We have created TIgGER, an automated method for identifying novel Ig V segment alleles based on the analysis of mutation patterns in Rep-Seq data. Existing methods for Ig polymorphism detection are based on the identification of positions that are perceived as mutated in an overwhelming number of sequences (19). Although such approaches may detect novel alleles that are homozygous, polymorphisms in heterozygous alleles can easily be missed. Despite the simplicity of these approaches, few existing Rep-Seq studies include any kind of novel allele detection step in their analysis pipeline. These studies implicitly assume that the germline allele databases used for V(D)J assignment (most often IMGT) are complete. Our results clearly show that this assumption is faulty, and many subjects are likely to carry novel V segment alleles. Of the seven subjects analyzed in this study, all carried at least one novel V segment allele. In fact, these novel IGHV alleles accounted for 13% of the unique alleles determined to be in the genotypes of those subjects. Although the ethnicity of most of the subjects was unknown, PGP1 and hu420143 represent subjects of European ancestry; thus, it appears that novel alleles exist even among the most-studied ethnic group. Clearly, we have just begun to identify the extent of V(D)J segment diversity in the human population, and polymorphism detection should be a standard part of Rep-Seq analysis pipelines.
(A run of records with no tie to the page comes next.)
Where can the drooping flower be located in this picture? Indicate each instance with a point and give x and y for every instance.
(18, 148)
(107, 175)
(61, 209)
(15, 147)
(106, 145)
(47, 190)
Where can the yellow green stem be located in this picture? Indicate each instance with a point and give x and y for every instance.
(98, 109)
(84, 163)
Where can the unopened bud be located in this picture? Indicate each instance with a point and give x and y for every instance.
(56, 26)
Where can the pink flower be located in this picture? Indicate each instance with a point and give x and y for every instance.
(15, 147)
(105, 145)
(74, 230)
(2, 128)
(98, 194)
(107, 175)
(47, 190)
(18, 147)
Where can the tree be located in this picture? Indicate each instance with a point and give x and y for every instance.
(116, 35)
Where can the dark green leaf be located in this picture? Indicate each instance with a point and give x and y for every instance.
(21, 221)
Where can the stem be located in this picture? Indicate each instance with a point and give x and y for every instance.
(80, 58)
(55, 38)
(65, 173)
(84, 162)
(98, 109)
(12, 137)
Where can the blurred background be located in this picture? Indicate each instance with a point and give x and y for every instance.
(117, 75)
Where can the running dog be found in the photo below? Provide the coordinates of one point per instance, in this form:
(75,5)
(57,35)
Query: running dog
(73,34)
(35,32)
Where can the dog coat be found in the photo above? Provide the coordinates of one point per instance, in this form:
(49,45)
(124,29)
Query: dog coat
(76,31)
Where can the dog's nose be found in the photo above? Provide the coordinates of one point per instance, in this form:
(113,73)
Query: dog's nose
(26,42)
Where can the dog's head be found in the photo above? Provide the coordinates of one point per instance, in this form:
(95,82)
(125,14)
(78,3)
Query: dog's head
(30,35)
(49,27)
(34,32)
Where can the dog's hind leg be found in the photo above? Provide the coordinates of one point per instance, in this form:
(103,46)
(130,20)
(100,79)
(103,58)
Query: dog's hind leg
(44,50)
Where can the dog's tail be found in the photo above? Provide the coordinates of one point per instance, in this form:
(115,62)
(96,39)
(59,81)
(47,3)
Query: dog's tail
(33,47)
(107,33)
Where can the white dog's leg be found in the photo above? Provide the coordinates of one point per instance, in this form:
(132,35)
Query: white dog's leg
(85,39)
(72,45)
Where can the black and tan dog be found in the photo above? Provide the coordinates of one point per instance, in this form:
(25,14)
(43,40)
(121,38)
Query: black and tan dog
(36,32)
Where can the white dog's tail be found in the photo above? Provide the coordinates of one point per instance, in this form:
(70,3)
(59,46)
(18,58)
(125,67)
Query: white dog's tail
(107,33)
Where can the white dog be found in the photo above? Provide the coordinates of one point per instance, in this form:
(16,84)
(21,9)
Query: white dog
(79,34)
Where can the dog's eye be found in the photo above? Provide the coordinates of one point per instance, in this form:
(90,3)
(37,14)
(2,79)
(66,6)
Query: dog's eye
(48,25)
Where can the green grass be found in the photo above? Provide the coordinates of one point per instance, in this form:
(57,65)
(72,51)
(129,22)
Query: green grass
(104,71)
During the course of this study, four of the novel alleles detected by TIgGER were added to the IMGT database as a result of two independent studies, which identified these alleles from DNA (20, 21). IMGT will not include the additional seven novel V segment alleles identified by TIgGER because they do not meet the current requirement that new alleles must have been amplified from the genomic germline region and include the full sequence. Given the large number of Rep-Seq studies being carried out on mRNA, these strict requirements mean that many novel alleles will not be represented in IMGT. This represents a significant challenge for Rep-Seq analysis with clinical implications (24), which could be avoided by adopting a classification system to indicate alleles with varying levels of underlying evidence, similar to what has been proposed (23). We are currently working to submit the novel alleles predicted by TIgGER to the UNSWIg human heavy chain repertoire (23), and they will also be hosted on our website (clip.med.yale.edu/tigger).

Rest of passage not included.